A project log for Simple ROV waterproof cameras

3 attempts to build simple and cheap waterproof ROV cameras

tim-wilkinsonTim Wilkinson 09/23/2016 at 06:040 Comments

The electronics of this design appear sound, but the first design failed at depth to keep the water out. So, on to design two.

A commenter suggested I look at converting a waterproof flashlight to contain the camera, and this seems like a fabulous idea. Waterproof flashlight are cheap on eBay, but there's always a questions of how "waterproof" they really are. Are some searching I found a $10 flashlight rated to 80ft on Amazon (https://smile.amazon.com/Flashlight-Flashlights-Submarine-Waterproof-Underwater/dp/B01K6K69R6).

The internals are easily removed; I just needed to get the cabling into it without ruining the waterproof seal.

I'm attempting to do this without potting or epoxy, so I chose to use a cheap cable gland.
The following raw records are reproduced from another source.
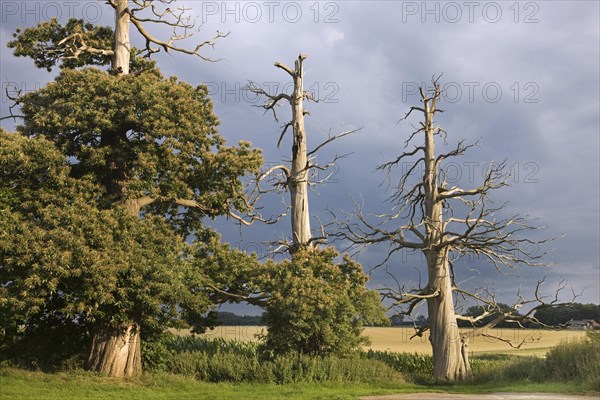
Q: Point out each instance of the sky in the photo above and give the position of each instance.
(521, 78)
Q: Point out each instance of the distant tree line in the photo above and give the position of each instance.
(554, 316)
(230, 319)
(566, 313)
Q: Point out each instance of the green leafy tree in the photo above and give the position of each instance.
(318, 306)
(151, 144)
(68, 267)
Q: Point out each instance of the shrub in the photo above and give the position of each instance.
(217, 360)
(406, 363)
I drilled a hole in the base of the tube

And inserted the gland and wires

At this point it became obvious that this wiring was not going to work. In Design 1 I had water wicking between the wires and into the camera. This design would suffer the same problem. Time to change the wiring.
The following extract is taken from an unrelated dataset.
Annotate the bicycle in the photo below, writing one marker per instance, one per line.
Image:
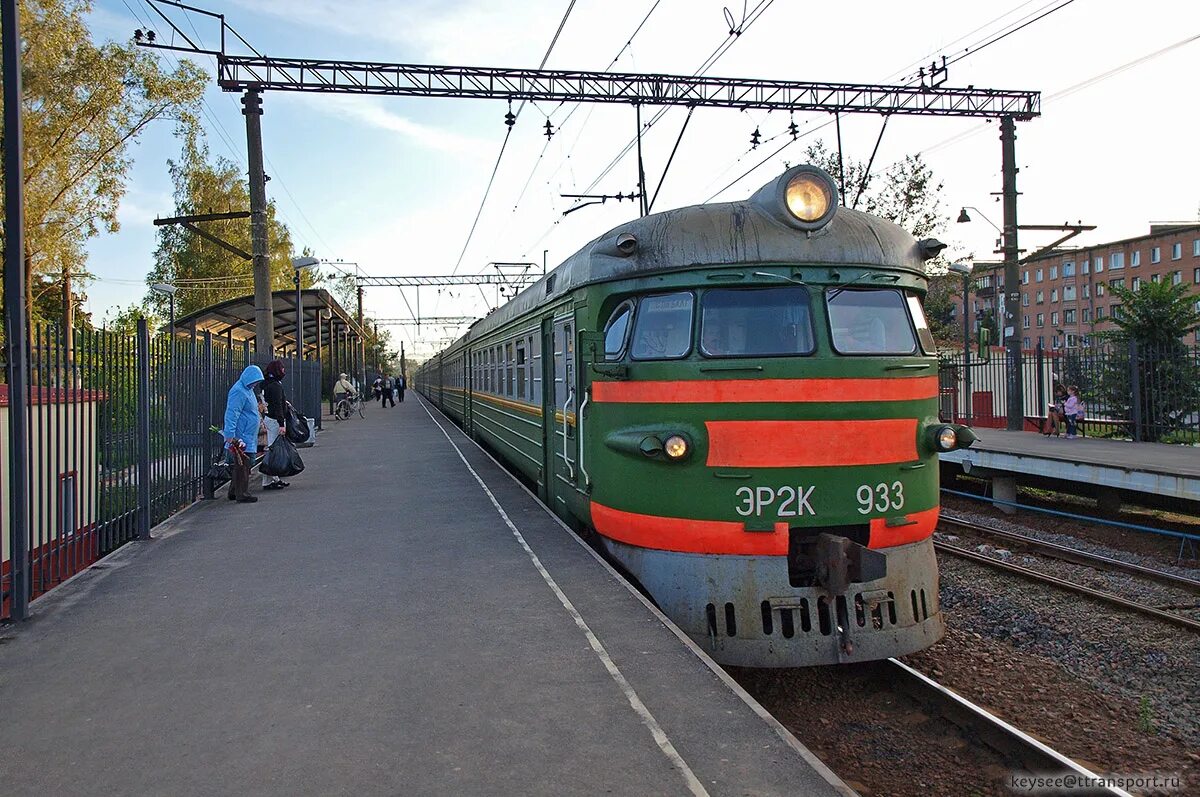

This time I used some cheap 4-core phone cable. This has an outer shield which would waterproof the internal wires and provide a single surface for the cable gland to grip. However, there was a mismatch between the diameter of the wire the size of the cable gland (an M12 - the smallest I had). To fix this I used some 1/4" marine heat shrink tubing to thicken the wire where it entered the gland.

And here's the final assembly

Visually the seal looks good.

Back in the 10ft water tube and the megohm meter showed a resistance >1000 MOhms. Now to leave it overnight and test tomorrow.